Stephane Derenoncourt, a high-profile consulting winemaker recently told LeMonde.fr that the wine samples poured for critics and the trade at “en primeurs” received a “special preparation.” Decanter.com quotes Derenoncourt in the lemonde story ($) saying that “each parcel and put them through a special process to speed up the elevage.”
Robert Parker and other critics have long denied that there are special barrels for en primeur tastings. In the Decanter story, and one from drinksbusiness, the trade downplayed the notion, wondering aloud why would anyone do such a thing.
But one proprietor, Yann Bouscasse of Chateau Cantinot, told Decanter that he showed different samples to different critics, with Americans (or American publications) getting the new oak treatment:
‘James Suckling, Neal Martin or Robert Parker will get a new barrel, while Gault Millau, or Revue du Vin de France, will get second and third use. American tasters can cope better with oak – Suckling likes a wine with more body.’
Neal Martin tweeted in response, “I think someone should inform Mon. Bouscasse where I come from.”

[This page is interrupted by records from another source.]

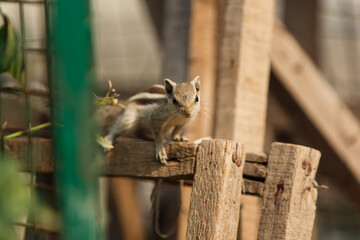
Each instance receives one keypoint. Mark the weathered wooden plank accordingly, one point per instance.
(307, 95)
(302, 20)
(131, 157)
(253, 187)
(203, 46)
(256, 157)
(243, 70)
(289, 198)
(215, 199)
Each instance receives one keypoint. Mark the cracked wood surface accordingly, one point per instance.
(215, 198)
(289, 199)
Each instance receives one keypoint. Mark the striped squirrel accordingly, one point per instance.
(158, 110)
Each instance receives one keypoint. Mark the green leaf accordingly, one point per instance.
(11, 57)
(103, 142)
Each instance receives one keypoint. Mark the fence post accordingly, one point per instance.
(215, 198)
(289, 199)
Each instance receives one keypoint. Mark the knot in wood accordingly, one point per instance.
(307, 167)
(279, 189)
(236, 159)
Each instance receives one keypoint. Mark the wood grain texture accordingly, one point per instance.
(253, 187)
(255, 170)
(130, 157)
(320, 105)
(215, 199)
(244, 67)
(289, 199)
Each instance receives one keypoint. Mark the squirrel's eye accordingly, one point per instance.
(196, 98)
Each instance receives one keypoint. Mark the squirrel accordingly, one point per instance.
(156, 111)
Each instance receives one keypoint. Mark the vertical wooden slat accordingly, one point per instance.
(289, 199)
(215, 199)
(243, 72)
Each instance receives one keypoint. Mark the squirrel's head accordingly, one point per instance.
(185, 97)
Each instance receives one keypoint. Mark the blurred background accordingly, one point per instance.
(131, 40)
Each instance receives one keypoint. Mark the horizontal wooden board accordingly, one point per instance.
(130, 157)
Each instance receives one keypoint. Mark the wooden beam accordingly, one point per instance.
(175, 39)
(289, 200)
(302, 88)
(215, 198)
(243, 70)
(131, 158)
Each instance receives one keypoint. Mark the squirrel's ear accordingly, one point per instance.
(169, 85)
(196, 83)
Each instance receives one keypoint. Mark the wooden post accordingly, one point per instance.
(202, 61)
(203, 46)
(289, 199)
(243, 71)
(215, 199)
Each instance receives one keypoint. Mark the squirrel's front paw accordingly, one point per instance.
(180, 139)
(161, 154)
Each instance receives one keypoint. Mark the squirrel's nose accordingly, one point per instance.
(186, 112)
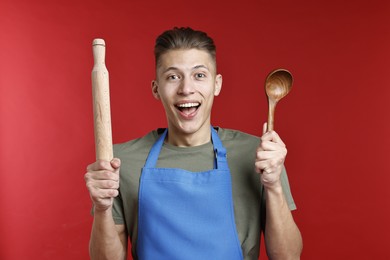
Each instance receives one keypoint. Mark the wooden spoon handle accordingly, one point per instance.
(101, 102)
(271, 114)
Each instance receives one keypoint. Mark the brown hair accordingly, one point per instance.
(183, 38)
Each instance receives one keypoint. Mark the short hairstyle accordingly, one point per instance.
(183, 38)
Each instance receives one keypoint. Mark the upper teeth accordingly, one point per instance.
(188, 105)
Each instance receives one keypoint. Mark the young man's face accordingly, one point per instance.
(186, 83)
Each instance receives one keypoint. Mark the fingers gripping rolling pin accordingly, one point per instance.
(101, 102)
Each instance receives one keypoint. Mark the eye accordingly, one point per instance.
(200, 75)
(173, 77)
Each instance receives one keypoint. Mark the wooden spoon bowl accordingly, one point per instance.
(277, 85)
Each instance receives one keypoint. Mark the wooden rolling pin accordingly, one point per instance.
(101, 102)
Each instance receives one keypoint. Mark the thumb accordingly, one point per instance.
(116, 163)
(265, 125)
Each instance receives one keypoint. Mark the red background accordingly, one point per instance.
(335, 121)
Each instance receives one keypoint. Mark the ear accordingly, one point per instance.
(155, 90)
(218, 84)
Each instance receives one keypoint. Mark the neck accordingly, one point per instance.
(180, 138)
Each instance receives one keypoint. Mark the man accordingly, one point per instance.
(192, 191)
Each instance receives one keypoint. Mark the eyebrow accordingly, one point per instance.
(193, 68)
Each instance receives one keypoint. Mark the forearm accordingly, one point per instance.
(282, 237)
(106, 242)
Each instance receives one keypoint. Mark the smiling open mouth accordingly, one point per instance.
(188, 108)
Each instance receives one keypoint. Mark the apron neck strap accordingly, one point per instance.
(219, 151)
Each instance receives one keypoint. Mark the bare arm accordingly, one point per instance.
(282, 237)
(108, 241)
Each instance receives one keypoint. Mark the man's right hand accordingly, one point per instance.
(102, 181)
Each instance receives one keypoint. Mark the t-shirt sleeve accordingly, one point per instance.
(287, 190)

In other Bordeaux news, a researcher suggests that Bordeaux red wines may be susceptible to premature oxidation, which has previously plagued white wines. Denis Dubourdieu, a winemaker and professor in enology at Bordeaux University, performed the research, placed the blame on wines with low acidity and excessive new oak making overripe wines and vintages as the most susceptible to the effect.
Finally, Michel Rolland cashed out, selling his Pomerol estate, Le Bon Pasteur, to the Hong Kong financier Pan Sutong.